School district pulls beef from its menu

The Oak Harbor School District pulled beef from its school lunch menus after learning it may have received beef from “downed” cows that originated in Southern California.

Joe Hunt, district communications director, said beef was removed from the menu Friday morning after staff learned of the situation.

Food service workers were busy checking to see if the school district received any of the suspected beef.

Although televised news reports have said the Oak Harbor School District may have been among those that received the questionable beef, the district doesn’t have any records showing that. Nevertheless, staff thoroughly checked the products to make sure.

“Our records show the school district didn’t receive any beef, but we will double check it anyway,” said Ken Harrison, newly-hired food service director.
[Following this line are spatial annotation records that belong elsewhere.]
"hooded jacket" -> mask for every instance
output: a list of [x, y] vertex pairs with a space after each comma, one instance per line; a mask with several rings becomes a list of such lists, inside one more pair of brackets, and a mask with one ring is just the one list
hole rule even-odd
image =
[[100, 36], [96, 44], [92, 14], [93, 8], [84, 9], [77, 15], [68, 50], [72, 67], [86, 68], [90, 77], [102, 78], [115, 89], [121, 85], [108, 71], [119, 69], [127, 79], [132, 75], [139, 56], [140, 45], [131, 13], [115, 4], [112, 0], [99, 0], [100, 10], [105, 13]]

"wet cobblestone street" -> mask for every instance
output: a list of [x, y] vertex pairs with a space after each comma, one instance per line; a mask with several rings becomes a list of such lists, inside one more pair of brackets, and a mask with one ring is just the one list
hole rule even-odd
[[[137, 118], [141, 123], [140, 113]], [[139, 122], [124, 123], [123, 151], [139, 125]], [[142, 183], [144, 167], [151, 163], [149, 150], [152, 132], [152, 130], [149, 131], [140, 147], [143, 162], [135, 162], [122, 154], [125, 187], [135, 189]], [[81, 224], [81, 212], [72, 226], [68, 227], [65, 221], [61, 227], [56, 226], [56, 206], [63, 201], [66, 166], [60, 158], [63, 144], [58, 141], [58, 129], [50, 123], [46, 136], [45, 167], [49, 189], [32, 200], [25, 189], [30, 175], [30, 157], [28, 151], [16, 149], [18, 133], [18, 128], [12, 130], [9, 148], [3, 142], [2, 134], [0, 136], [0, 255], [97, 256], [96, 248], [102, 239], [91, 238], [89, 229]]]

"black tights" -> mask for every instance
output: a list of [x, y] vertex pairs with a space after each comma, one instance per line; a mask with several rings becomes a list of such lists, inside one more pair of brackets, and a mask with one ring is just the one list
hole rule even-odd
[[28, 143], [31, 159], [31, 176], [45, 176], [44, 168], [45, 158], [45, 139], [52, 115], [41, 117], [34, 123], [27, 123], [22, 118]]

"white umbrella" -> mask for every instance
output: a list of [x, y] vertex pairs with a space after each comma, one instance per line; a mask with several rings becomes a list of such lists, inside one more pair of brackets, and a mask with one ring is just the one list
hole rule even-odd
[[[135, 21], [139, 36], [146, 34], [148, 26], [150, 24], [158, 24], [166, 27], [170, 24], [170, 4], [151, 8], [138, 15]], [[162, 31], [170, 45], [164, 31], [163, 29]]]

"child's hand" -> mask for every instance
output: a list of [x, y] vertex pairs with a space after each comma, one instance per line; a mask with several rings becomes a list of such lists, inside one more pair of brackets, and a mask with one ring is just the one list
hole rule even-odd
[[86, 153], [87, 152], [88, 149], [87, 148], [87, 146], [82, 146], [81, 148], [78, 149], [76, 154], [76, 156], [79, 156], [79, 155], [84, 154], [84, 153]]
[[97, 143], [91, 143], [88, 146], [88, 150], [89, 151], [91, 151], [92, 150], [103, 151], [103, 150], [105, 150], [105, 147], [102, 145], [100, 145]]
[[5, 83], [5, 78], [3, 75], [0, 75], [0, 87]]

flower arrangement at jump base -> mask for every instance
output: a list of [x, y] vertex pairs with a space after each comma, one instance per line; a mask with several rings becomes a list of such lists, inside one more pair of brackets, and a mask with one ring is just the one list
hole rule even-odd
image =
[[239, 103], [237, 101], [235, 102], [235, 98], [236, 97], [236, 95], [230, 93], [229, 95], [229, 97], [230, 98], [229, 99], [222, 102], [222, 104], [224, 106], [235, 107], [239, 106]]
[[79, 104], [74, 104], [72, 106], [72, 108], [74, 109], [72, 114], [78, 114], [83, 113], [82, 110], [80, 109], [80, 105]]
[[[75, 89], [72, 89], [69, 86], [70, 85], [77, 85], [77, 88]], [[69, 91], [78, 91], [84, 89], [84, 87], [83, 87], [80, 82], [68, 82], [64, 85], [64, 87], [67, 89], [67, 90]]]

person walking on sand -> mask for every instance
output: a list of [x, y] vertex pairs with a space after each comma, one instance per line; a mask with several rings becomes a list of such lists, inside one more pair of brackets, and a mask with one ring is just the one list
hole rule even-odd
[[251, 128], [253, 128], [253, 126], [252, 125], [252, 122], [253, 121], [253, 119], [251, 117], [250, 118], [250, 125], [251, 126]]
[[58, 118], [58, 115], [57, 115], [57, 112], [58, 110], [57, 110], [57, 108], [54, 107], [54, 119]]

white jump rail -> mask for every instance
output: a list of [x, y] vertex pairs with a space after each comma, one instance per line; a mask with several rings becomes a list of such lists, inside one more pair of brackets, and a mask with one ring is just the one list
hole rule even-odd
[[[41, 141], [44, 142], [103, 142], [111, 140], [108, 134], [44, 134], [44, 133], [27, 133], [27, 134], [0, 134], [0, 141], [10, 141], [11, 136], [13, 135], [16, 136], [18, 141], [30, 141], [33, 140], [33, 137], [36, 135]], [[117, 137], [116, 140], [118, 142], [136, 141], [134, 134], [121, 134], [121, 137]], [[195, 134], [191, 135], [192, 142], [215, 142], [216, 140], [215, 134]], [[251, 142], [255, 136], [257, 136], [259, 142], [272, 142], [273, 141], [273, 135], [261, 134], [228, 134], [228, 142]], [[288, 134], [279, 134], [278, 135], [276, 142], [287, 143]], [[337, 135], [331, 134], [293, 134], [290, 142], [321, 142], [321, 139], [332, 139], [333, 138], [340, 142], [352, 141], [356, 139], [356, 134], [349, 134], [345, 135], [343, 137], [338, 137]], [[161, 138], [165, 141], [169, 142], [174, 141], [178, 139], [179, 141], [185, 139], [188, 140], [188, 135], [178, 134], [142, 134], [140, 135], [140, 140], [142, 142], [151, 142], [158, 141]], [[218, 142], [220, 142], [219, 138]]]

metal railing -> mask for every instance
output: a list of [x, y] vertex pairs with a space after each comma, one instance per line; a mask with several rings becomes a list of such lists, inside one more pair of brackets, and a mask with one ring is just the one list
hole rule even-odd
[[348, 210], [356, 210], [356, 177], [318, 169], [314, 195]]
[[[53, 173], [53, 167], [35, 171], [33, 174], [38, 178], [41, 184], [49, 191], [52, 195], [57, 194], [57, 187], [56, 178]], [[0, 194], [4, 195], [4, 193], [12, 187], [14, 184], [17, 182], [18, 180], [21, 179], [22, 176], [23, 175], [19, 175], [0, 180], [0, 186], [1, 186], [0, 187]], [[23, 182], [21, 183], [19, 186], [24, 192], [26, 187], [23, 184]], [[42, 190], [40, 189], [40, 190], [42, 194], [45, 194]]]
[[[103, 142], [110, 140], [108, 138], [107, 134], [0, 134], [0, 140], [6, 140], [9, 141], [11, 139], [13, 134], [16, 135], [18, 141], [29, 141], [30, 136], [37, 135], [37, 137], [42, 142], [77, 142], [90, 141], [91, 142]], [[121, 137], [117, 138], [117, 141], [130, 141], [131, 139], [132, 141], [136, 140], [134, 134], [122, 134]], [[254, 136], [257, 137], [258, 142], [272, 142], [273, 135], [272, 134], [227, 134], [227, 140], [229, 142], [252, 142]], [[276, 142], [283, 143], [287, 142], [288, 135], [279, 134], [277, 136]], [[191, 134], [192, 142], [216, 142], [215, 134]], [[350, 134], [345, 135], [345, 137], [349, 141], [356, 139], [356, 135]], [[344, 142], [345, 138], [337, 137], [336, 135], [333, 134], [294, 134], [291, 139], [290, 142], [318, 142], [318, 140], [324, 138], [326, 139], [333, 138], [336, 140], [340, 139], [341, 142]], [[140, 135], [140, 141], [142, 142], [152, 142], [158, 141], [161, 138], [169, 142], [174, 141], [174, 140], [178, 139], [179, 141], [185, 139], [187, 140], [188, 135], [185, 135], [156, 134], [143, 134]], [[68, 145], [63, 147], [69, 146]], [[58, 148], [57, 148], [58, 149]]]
Staff planned to check boxes of beef stored at the school district’s warehouse, Oak Harbor High School, both middle schools, and Olympic View Elementary School.

Students found a changed menu Friday. Workers pulled the hamburgers that were set to be served at the middle and high schools and the “meat-lover’s” pizza that was set to be served at the elementary schools.

“Until the school district is sure the product they have is safe, they aren’t going to serve it,” Harrison said.

Pulling the beef from school cafeterias stems from an undercover investigation conducted by the Humane Society of the United States. The organization alleges it found mistreatment of “downed” dairy cows — ones that are too sick or injured to walk — at the Hallmark Meat Packing Plant in Southern California. Beef from that plant supplies Westland Meat Company, which processes the carcasses and supplies school districts in 39 states with beef. The USDA banned downed cows from entering the food supply.

The United States Department of Agriculture has promised an investigation into this matter, which received widespread media coverage of the downed cows being forced into the food chain.